Thursday, December 23, 2010


Ethan's class had a party the other day. Not a Christmas party, mind you, as this is a public school, but some kind of "festive gathering with cocoa."

Ethan didn't understand why I had picked him up from school at 11:30 only to come back with him for the party at 1pm. The room was crowded and full of parents. Some of the kids were making ornaments or decorating cookies. After awhile Mrs. Mullin gathered the kids on the rug, then got up and put her arm around a little boy a bit older than Ethan, who was holding a cane.

"Everyone," she said, "this is Anthony. I talked to him a little while ago and he said it was okay to tell you all that he's blind. He can't see anything. But even though he can't see, Anthony has other special talents, and he wants to share one of them with you."

Some of the aides were pushing a large keyboard into the room. Anthony sat down in front of it and you could sense he was at home. The room filled with expectancy, and he began to play "Jingle Bells." All of the little and big voices that could joined in:

Dashing through the snow
In a one-horse open sleigh
O'er the fields we go
Laughing all the way

Ethan sat mesmerized, watching Anthony, who played not in a savant, blow-your-mind way, but as a child who loved music and who had practiced and who was very good. Anthony sat rocking like Stevie Wonder as he pounded the keys, and I wondered if was the blindness or his autism or whether he was just feeling, soaking in the music with every part of him.

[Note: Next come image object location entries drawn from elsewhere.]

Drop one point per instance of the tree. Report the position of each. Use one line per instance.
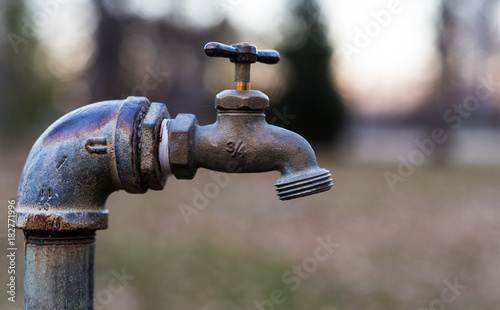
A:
(317, 110)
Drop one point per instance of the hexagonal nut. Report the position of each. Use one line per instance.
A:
(151, 174)
(241, 100)
(181, 135)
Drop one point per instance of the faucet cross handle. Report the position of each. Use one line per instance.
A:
(242, 55)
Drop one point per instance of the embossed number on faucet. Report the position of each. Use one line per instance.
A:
(96, 145)
(236, 149)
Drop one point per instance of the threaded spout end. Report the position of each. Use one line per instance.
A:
(310, 184)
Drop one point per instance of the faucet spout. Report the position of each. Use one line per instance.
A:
(241, 141)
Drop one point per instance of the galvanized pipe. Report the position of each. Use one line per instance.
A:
(59, 270)
(133, 145)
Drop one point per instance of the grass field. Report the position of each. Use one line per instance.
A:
(433, 243)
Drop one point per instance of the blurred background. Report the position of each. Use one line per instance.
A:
(400, 99)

As Anthony played he was no longer the boy I'd noticed sitting hunched at a table, leaning over a musical toy, face almost pressed against it, trying to hone in on the sounds from the toy to escape the sounds of chaos in the packed room.

He was sharing his gift.

And although it had been a hectic week and hectic day and Ethan seemed stressed and I was starting to feel holiday fatigue, as we belted out "Jingle Bells" while Anthony played, everything was absolutely perfect.